A pillar of modern Indian architecture

B.V. Doshi kept the local context in mind at a time when contemporary ideas from the west are blinding us from delving deep into the identities, potentials and realities of designing for India

February 03, 2023 11:18 am | Updated 12:38 pm IST

A view of the Aranya low-cost housing project in Indore designed by B.V. Doshi.

A view of the Aranya low-cost housing project in Indore designed by B.V. Doshi.

Much has been written about B.V. Doshi during the last week after his demise - the most celebrated architect from India, recipient of all major national civilian honors, beside all national and international awards for architecture. Of course, awards can follow each other and fame can be an ever-burning fire if fuelled regularly, beyond which lies the greatness of a person. So, this essay does not follow the fame, but follows the person. 

Architect B.V. Doshi

Architect B.V. Doshi

There have been few other architects in India who also created great architecture around the same time as Doshi (1927 – 2023) – Achyut Kanvinde (1916 – 2002), Laurie Baker (1917 – 2007) and Charles Correa (1930 – 2015) – just to name a few others. Architecture cannot be compared like automobile prices to check which is better, but has to be showered with equal praises on an absolute understanding of their project philosophies, designs depths and experiential implications. Spread across different genres of building types, the above were the four founding pillars of modern Indian architecture, ably supported by many others unnamed here.   

B.V. Doshi  at IIMB in Bengaluru.

B.V. Doshi at IIMB in Bengaluru.

However, Doshi rose to the pinnacle of fame, possibly due to his popularity as an easily approachable person, his involvement in a wide range of inclinations like architecture, education, institutions, events, documentations, town planning, jurying, writing, lecturing and networking with experts from around the world.  Each of the above vocations informed the other, often forming each other such that he had no horizon to stop at. Even the advancing age could not put him to rest, living an active life even after entering the 90s. Given this phenomenon call Doshi, this essay is intended not to recount the Doshi architecture, but recollect Doshi the architect.

IIMB architect B.V. Doshi.

IIMB architect B.V. Doshi.

There were about five of us walking down the corridors of Indian Institute of Architecture, Bangalore. Carrying a small, toy-like aim and shoot digital camera, the child-like Doshi was busy shooting pictures, with a curiosity not expected from its own architect. Unable to resist, we ask why shoot, that too with such low image qualities. Calmly, Doshi explains how he finds new meanings in the campus every time he visits, walking down as if it’s his first visit. Recording these meanings are important, hence the photographs, which can create new memories while watching them later. 

An underground art gallery in Ahmedabad, designed by Balkrishna Doshi.

An underground art gallery in Ahmedabad, designed by Balkrishna Doshi.

It was a small group, just a handful dialoguing with Doshi.

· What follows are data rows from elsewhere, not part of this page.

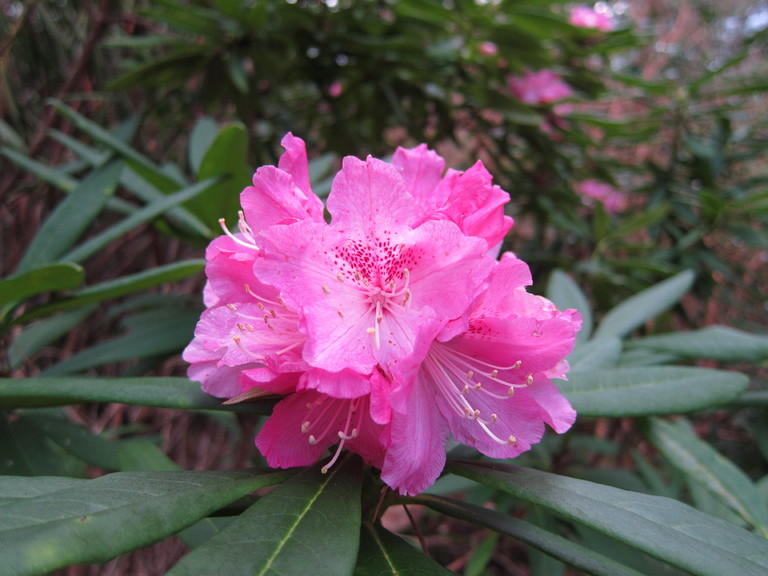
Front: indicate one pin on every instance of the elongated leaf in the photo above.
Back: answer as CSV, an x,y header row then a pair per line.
x,y
48,278
149,212
663,528
14,488
72,216
565,293
385,554
158,392
53,176
44,332
544,540
635,311
650,390
697,459
116,288
712,342
309,525
595,355
105,517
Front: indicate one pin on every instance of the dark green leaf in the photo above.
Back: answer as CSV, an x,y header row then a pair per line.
x,y
158,392
553,544
663,528
309,525
712,342
385,554
700,461
635,311
650,390
102,518
48,278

The question of a new addition to a campus, debatably not in sync with the old, came up. Small pause, then Doshi asked us, could the architect have designed the extension that way without the internet. The answer was obvious, how contemporary ideas from the west are blinding us from delving deep into the identities, potentials and realities of designing for India, which Doshi did. 

Back in 2011, the auditorium is packed with audience, forcing the organszers to close the door. Just as Doshi arrives, he opens the doors saying let people sit on available floor, if it’s fine by them. What follows was an experience by itself – Doshi the story teller, Doshi on architecture and Doshi reading excerpts from the book ‘Paths Uncharted’, kind of an intellectual biography by Doshi himself. 

Organised by the former students of CEPT Ahmedabad (the famous school of architecture Doshi found), Doshi was relaxing in a dinner mood with an invited and known group of architects – well, few not so close to him also managed to get invited. With not enough time to give to friends, he could have ignored them, but the hyperenergetic Doshi manages to chat with them, knowing them and surprisingly remembering them the next time. His group of known people was never diminishing but was expanding with age. 

Doshi, the 2009 bio-pic film made by Bijoy Ramachandran, judged among the better of such bio-pics was to be screened in Bengaluru. Expectedly, the theatre is crowded with no place even to stand in the lobby after the show. The hero of the film moves with the crowd oblivious of his aura of a master architect, smiling and interacting with the ease of an innocent, as if post film his life will re-start anew. Doshi always carried those twinkling curious eyes, inspiring the self and the others. 

Doshi was not a self-effacing architect, the kind who do not claim attention for oneself, living modest and retiring. As someone enjoying connecting to people, he continued to touch everyone who came into his contacts, mainly to clients, students, architects and writers, which could be among the reasons why he never faded from public memory.  

However, the core of his performance, popularity and achievements may lie in his now famous philosophy stated in Hindi “Anand Karo” (Enjoy Life). Enjoying life to the hilt, he wished the same to all. Now it is time we all wish the same to Doshi – Sir, enjoy your afterlife.